As I mentioned in the beginning of my speech, two hundred years have passed since Toussaint Louverture freed the slaves, yet in my humble opinion their heirs, their grandsons, are still not fully free. They are not yet freed from the bonds of injustice. They are not yet freed from social and economic oppression. And this nation, for all its hopes and aspirations, will not be fully free until all its citizens are properly educated.

In my estimation, this was the greatest problem of the Haitian Revolution. Half a million slaves were freed but without education there were no people in the resultant hierarchy to develop the economy, to enact government policies and build a stable society.

The poor baby born in Haiti today, has about one-tenth as much chance of completing a high school as a rich baby born in the same place on the same day. There is a 78% chance they will be born into a family earning less than US$2 a day, and a 54% chance they will live in extreme poverty, which is globally recognised as living in a family earning less than US$1 a day.

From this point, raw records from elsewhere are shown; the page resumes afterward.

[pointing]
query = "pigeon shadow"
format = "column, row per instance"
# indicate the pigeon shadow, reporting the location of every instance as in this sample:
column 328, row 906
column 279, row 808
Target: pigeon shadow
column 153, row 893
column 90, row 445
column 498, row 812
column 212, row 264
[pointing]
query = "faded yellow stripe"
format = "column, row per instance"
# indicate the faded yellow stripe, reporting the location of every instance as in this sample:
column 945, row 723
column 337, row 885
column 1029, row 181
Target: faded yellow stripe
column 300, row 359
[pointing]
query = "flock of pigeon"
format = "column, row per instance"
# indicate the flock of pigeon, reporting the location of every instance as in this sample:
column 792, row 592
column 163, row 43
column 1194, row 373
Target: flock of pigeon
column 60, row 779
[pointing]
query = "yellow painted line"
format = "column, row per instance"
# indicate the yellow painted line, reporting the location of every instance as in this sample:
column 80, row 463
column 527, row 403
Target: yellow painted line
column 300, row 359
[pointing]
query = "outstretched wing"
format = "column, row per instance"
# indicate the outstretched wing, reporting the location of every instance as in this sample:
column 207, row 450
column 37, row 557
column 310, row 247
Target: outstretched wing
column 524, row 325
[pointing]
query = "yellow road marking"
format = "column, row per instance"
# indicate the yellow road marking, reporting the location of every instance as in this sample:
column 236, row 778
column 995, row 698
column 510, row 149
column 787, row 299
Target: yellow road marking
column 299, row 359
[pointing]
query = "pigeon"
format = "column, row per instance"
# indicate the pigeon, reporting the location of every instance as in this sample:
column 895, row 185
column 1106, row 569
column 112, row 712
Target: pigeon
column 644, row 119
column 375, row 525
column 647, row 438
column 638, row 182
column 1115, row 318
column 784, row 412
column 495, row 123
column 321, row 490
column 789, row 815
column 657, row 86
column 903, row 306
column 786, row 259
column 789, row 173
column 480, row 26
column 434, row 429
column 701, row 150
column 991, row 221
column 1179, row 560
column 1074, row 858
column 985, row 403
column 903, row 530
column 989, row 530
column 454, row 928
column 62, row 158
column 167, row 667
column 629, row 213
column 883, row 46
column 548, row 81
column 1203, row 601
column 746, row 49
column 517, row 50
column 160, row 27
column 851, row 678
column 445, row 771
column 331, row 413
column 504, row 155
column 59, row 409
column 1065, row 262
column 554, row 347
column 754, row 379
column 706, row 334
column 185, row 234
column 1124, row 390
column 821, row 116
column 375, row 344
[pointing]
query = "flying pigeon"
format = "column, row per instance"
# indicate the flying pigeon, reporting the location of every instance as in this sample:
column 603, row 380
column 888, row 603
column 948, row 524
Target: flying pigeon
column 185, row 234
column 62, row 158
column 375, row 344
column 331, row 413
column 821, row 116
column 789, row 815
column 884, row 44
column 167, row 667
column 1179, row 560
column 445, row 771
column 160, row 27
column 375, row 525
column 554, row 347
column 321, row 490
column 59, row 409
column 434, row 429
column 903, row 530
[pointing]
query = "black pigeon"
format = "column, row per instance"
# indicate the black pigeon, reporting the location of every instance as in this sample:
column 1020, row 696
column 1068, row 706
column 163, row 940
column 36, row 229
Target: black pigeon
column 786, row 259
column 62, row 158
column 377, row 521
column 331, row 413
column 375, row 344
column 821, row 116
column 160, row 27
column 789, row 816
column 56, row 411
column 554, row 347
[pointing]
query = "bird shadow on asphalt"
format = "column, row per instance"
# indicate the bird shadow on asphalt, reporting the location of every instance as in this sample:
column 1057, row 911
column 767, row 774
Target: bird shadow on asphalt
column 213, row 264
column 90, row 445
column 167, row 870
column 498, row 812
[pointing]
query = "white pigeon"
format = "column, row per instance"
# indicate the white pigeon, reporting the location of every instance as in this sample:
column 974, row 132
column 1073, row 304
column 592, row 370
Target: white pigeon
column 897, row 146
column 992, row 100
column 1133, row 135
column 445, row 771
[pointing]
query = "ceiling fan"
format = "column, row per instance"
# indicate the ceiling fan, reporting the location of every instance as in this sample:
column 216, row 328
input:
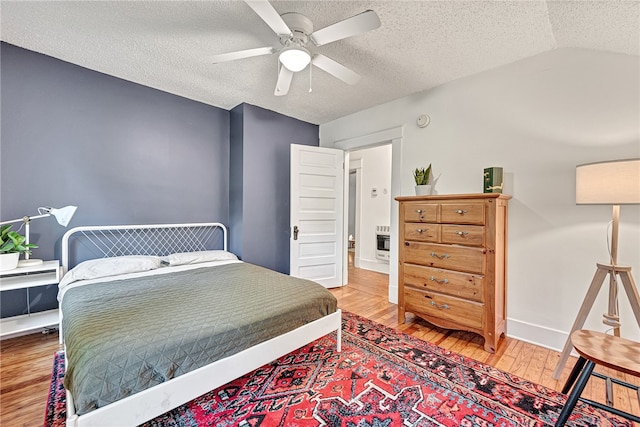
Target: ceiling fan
column 295, row 31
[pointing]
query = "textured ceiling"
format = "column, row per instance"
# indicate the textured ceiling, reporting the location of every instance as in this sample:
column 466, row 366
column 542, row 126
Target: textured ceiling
column 420, row 45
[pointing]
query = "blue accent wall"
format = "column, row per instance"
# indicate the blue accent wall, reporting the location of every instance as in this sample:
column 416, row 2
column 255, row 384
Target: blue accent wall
column 260, row 180
column 122, row 152
column 129, row 154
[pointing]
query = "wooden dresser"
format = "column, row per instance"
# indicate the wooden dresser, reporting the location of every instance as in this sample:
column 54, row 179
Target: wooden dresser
column 452, row 262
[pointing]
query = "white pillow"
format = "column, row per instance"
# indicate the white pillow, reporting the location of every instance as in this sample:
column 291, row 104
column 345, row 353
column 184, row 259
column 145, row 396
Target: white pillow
column 105, row 267
column 183, row 258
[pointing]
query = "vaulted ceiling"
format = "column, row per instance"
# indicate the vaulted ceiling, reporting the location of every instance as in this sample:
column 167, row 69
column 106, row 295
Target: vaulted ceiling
column 167, row 45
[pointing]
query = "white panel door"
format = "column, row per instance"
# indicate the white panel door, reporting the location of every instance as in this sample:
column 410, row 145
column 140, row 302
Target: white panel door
column 317, row 187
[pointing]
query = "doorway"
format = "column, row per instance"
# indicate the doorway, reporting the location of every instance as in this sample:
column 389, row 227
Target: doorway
column 369, row 207
column 394, row 137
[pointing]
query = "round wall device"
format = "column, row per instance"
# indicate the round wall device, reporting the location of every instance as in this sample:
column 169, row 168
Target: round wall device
column 423, row 121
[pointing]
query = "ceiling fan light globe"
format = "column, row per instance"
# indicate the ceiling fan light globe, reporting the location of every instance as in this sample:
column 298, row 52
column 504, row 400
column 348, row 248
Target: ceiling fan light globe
column 295, row 58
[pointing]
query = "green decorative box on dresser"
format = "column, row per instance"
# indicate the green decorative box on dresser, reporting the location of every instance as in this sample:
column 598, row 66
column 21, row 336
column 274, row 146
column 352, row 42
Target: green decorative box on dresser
column 453, row 261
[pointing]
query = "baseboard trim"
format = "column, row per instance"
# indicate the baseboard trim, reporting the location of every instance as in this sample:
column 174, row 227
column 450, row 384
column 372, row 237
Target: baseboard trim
column 374, row 266
column 531, row 333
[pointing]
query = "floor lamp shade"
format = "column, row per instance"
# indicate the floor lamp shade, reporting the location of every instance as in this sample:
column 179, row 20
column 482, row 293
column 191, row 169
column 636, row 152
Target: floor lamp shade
column 615, row 182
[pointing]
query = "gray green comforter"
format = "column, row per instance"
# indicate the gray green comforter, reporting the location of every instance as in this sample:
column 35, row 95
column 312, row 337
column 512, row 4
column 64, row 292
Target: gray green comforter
column 128, row 335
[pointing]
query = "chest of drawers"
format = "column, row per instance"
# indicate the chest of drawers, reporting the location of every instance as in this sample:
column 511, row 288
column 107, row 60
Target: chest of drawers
column 452, row 255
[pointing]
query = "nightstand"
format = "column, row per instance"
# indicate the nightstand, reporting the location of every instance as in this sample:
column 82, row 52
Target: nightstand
column 47, row 273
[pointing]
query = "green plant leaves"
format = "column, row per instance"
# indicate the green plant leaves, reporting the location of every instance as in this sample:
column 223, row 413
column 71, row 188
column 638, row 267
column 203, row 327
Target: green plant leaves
column 12, row 241
column 422, row 176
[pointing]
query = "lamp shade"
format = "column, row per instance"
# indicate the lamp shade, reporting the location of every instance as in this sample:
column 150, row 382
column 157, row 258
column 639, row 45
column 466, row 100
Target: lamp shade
column 295, row 58
column 63, row 215
column 615, row 182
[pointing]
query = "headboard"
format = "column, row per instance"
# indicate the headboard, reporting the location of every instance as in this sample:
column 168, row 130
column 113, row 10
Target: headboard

·       80 out of 1,000 Haitian children never see their first birthday.

·       50% of primary school age children are not enrolled in school.

·       33% of girls over six will never go to school.

·       30% of children attending primary school will not make it to third grade;

·       60% will abandon school before sixth grade.

Less than 40% of non-public schools are accredited.

·       Only 15% of teachers at the primary level have basic teacher qualifications

·       Nearly 25% of teachers have never even attended secondary school.

Less than 20% of schools have electricity; 39% have potable water; 15% have a library.

Not every child has an equal talent or an equal ability or equal motivation, but they should have the equal right to develop their talent and their ability and their motivation, to make something of themselves.

Many believe there is nothing one man or one woman can do against the vast problems of this island, which in reality has failed to live up to the promises of equality or freedom. They look at an island with a long history of coups, dictatorships and foreign interventions with them memories of slavery hanging not to far away in the surrounding ethos. In the words of the late Robert Kennedy many of the world's great movements, of thought and action, have flowed from the work of a single person. A young monk began the Protestant reformation; a young woman reclaimed the territory of France; a young Italian explorer discovered the New  World, and Thomas Jefferson was only 32 when he claimed that "all men are created equal." These people changed the world, and I believe that Bishop Dorcilien and his wife Gladys have the greatness to change the history of this island.

The future does not belong to those who are content with today, apathetic toward common problems and their fellow man alike, timid and fearful in the face of new ideas and bold projects. Rather it will belong to those who can blend vision, reason and courage in a personal commitment to the ideals and great enterprises of a new society.